Postgresql – Ways to speed up IN queries under PostgreSQL

performancepostgresql

I have a query of the following form:

SELECT * FROM twitter_personas WHERE twitter_user_id IN ($1, $2, $3, ..., $25000)

The IN query has anywhere from 10 to 25000 values. The query runs for minutes at a time. I have a backlog of nearly 500,000 queries like this to run.

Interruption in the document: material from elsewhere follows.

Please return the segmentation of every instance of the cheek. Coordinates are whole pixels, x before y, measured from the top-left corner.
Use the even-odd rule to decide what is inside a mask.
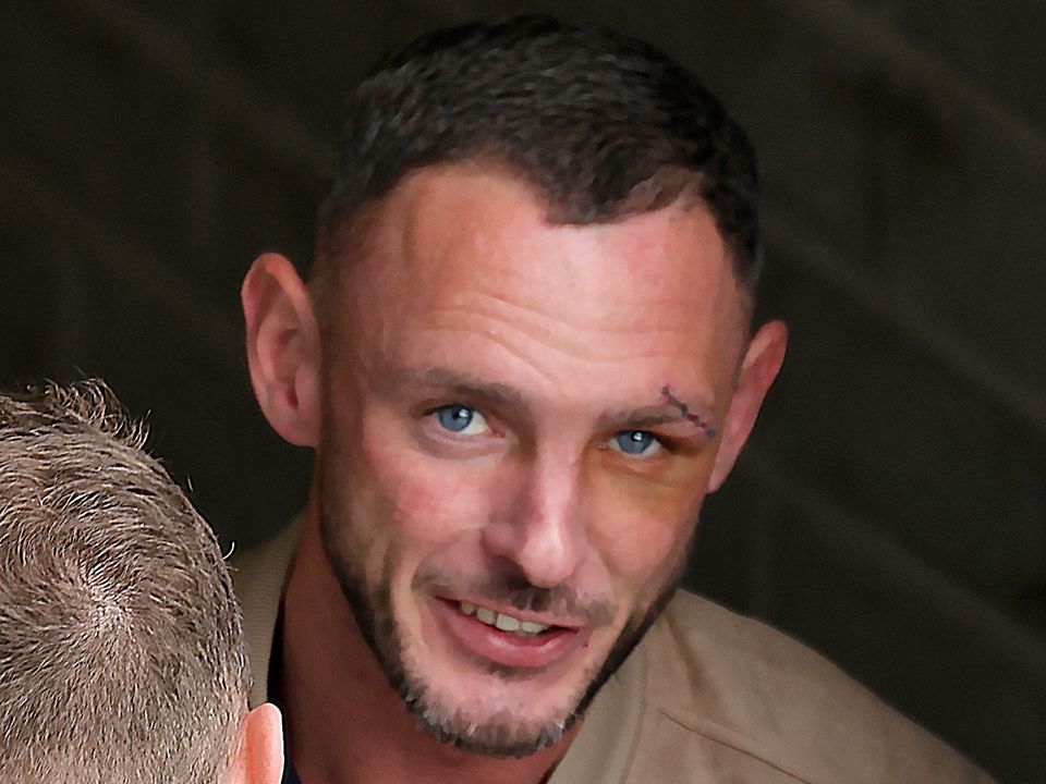
[[[366,471],[380,499],[380,524],[391,528],[402,548],[429,549],[483,524],[482,471],[389,443],[388,432],[367,440]]]
[[[676,567],[696,525],[700,487],[621,477],[594,482],[589,536],[618,580],[637,588]]]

The twitter_user_id column is indexed. Any ideas on how I could speed this up?

# \d twitter_personas
                                    Table "public.twitter_personas"
      Column      |          Type          |                         Modifiers                          
------------------+------------------------+------------------------------------------------------------
 persona_id       | uuid                   | not null
 twitter_user_id  | bigint                 | 
 screen_name      | character varying(40)  | not null
 avatar_url       | text                   | 
 hashval          | integer                | not null default nextval('personas_hashval_seq'::regclass)
Indexes:
    "twitter_personas_pkey" PRIMARY KEY, btree (persona_id)
    "index_twitter_personas_on_screen_name" UNIQUE, btree (screen_name)
    "index_twitter_personas_on_screen_name_persona_id" btree (screen_name, persona_id)
    "index_twitter_personas_twitter_user_id" btree (twitter_user_id) WHERE twitter_user_id IS NOT NULL

Best Answer

IN() using many parameters will result in many cases in a sequential table scan. That might be slow, depending on table size and speed of your system.

Create a temporary table with all your variables and join on this table:

CREATE TEMP TABLE t AS 
  SELECT * FROM (VALUES(1),(2),(3)) x(twitter_user_id);

SELECT 
  twitter_personas.* 
FROM twitter_personas 
  JOIN t USING(twitter_user_id);

Use EXPLAIN to see the difference between the queryplans.